Mais d’où vous viennent tous ces fantasmes ? La critique du pédagogisme à l’école est à mon avis un vaste écran de fumée. Où sont-ils ces « démagogues » , ces « spontanéïstes », ces « jeunistes » ? Existent-ils vraiment de nos jours ? Des dérives existent certainement mais je ne connais dans le pire des cas que des profs usés, dépassés qui ne savent plus quoi inventer pour tenir leur classe. L’immense majorité a depuis longtemps enterrés les utopies soixante-huitardes. Et c’est heureux. Mais la critique contre les « dérives de l’innovation ( ? ? ?) » sont à mes yeux la porte ouverte à des interprétations ouvertement réactionnaires. Je perçois ici et là un amalgame entre les méthodes actives (où l’enfant travaille vraiment !) et les pédagogies du « divertissement » tant décriées où la spontanéité de l’enfant est reine. Où sont-elles ces « méthodes » démagogiques ? Ma question n’est pas faussement naïve. Je n’ai pas l’impression de vivre sur la même planète que l’auteur quand il prétend qu’elles sont au centre du système. Nous sommes dans un monde où l’accès et la gestion des savoirs se posent plus que leur simple accumulation. Outre la problématique de l’accès aux savoirs, ici se pose la question cruciale de la culture scolaire à transmettre. Luc Ferry répond très simplement que l’école a vocation à transmettre un patrimoine, une certaine tradition. Je ne suis pas tout à fait d’accord : l’école a vocation à transmettre une culture commune. Ce n’est pas la même chose. Et cette culture commune est bien ce qui pose problème aujourd’hui. Il y a deux écueils : le plus petit dénominateur commun ou « jeunisme » mais aussi une certaine tradition élitiste qui exclut une bonne partie des élèves.
Allons à l’essentiel : la formule « l’élève aux centre du système éducatif » (Programmes 1989) a été très mal interprétée et ne doit pas être comprise comme l’aboutissement d’une soi-disant pensée libertaire post 68. Elle a quand même eu le mérite de décentrer un peu les enseignants d’un système qui n’a pas vocation (sauf à l’université) à servir la cause de leur très noble et irremplaçable discipline. Ces derniers ont une mission d’instruction ET d’éducation vis à vis de l’élève. Les deux sont indissociables.

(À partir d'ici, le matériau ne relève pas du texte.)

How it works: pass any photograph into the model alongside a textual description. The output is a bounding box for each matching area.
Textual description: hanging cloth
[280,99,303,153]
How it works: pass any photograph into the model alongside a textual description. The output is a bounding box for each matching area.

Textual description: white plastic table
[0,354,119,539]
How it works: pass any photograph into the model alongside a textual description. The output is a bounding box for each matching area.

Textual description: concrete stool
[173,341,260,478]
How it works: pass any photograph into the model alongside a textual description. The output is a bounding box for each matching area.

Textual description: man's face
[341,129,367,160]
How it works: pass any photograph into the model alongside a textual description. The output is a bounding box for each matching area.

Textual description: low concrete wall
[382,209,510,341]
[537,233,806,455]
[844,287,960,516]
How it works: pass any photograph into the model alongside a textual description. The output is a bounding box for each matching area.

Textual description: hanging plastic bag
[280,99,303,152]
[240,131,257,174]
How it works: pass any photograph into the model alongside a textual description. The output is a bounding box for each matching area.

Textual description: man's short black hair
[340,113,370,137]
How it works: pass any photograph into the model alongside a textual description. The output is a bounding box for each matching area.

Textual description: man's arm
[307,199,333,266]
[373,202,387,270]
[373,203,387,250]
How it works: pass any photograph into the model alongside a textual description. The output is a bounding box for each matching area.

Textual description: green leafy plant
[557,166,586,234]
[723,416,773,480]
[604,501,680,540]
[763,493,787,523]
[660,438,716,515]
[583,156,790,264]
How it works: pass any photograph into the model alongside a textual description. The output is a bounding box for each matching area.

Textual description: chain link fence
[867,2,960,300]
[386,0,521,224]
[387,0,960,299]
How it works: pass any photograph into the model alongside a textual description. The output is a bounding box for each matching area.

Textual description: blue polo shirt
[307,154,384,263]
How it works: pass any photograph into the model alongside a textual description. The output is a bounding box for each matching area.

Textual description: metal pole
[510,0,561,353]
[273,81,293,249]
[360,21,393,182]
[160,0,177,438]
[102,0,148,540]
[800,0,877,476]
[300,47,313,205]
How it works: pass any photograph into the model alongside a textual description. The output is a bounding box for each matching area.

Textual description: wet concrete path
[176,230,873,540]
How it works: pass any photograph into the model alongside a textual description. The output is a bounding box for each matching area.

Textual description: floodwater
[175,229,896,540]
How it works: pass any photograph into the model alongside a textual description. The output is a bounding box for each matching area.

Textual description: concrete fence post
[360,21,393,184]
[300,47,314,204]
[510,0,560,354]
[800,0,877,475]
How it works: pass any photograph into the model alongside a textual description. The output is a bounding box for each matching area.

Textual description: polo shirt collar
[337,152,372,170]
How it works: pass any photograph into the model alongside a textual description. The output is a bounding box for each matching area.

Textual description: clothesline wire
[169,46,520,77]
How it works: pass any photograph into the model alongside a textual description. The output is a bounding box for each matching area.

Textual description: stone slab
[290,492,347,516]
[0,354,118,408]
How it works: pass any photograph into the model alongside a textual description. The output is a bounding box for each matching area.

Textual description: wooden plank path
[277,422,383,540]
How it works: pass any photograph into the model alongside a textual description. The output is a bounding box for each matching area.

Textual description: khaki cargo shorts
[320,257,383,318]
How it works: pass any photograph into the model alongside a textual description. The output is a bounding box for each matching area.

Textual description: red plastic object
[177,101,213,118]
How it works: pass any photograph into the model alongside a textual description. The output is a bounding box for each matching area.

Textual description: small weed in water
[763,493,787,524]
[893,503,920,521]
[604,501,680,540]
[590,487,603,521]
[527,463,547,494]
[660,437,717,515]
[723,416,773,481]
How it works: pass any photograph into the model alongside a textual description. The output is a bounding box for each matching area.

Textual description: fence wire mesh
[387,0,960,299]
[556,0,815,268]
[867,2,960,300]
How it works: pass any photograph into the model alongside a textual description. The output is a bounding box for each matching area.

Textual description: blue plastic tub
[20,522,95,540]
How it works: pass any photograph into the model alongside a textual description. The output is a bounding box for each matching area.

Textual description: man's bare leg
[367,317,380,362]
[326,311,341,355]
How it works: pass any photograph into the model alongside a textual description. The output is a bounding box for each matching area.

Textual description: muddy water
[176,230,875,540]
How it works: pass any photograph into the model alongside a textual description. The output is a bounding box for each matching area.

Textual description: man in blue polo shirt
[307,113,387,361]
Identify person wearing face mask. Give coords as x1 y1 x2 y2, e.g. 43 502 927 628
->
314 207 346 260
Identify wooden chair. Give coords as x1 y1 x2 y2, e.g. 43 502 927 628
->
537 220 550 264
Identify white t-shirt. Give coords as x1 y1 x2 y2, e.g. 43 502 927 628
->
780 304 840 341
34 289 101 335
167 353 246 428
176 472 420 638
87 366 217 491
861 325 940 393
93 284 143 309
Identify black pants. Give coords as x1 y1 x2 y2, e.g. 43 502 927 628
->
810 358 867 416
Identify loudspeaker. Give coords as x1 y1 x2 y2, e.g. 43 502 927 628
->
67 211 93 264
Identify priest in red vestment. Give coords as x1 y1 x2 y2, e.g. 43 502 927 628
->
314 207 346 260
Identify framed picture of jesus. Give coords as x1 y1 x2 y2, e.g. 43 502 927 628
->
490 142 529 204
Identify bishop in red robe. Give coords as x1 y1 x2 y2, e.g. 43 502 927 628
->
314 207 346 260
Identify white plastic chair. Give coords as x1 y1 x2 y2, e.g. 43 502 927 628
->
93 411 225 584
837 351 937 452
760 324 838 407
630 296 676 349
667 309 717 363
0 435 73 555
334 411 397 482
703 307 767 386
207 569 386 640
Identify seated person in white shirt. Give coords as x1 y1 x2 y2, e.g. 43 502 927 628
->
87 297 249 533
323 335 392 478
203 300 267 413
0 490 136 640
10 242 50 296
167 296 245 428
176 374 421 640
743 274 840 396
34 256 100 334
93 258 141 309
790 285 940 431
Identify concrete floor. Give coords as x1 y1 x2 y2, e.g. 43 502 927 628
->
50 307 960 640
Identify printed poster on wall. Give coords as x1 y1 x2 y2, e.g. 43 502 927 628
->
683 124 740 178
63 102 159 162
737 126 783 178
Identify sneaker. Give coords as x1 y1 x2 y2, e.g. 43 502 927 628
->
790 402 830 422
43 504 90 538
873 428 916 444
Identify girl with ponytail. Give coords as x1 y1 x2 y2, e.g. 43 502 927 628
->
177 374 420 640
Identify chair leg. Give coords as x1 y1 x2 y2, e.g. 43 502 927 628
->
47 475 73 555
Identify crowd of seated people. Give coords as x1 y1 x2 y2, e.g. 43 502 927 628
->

Il faut clairement marteler cette double mission dans les IUFMs. Il ne faut plus que des profs sortent de formation en pensant qu’ils vont se contenter d’enseigner leur matière. Gare aux désillusions ! Cette formule est pour moi un rappel au bon sens : on doit prendre l’élève tel qu’il est (avec ses difficultés) si on veut espérer qu’il s’élève, qu’« il devienne autre » et non le prendre tel qu’on aimerait qu’il soit. On me répondra que c’est extraordinairement difficile dans le collège actuel. C’est vrai et c’est pour ça que je suis partisan d’une vrai réforme structurelle du collège unique. Je ne peux entrer dans le détail ici mais je renvoie aux excellentes propositions de Marie Danièle Pierrelée (Principale de Collège et auteur de « Pourquoi vos enfants s’ennuient en classe »). Mais pour Darcos, contre toute évidence, c’est le maillon fort du système. Certains proposent de mettre au centre du système éducatif la relation entre l’élève et le savoir. Mais dans ce cas, le rôle de transmission qui est traditionnellement celui des maîtres ne peut suffire. Il faut construire dès le plus jeune âge un rapport sain au savoir seul garant d’une véritable réussite scolaire (voir les travaux de Bernard Charlot). Les attitudes de « faire semblant » sont à mon sens beaucoup plus responsable de l’illettrisme à l’école primaire que la polémique autour des méthodes ou du nombre d’heures passées à lire ou à écrire. Au collège et au lycée, disons le franchement, ce « faire semblant » me semble être la règle chez les élèves qui sont dans la norme mais en difficulté. La lecture de « Savoir et Banlieue » de Bernard Charlot est très éclairante à ce sujet. Nous vivons une révolution culturelle profonde que cela nous plaise ou non.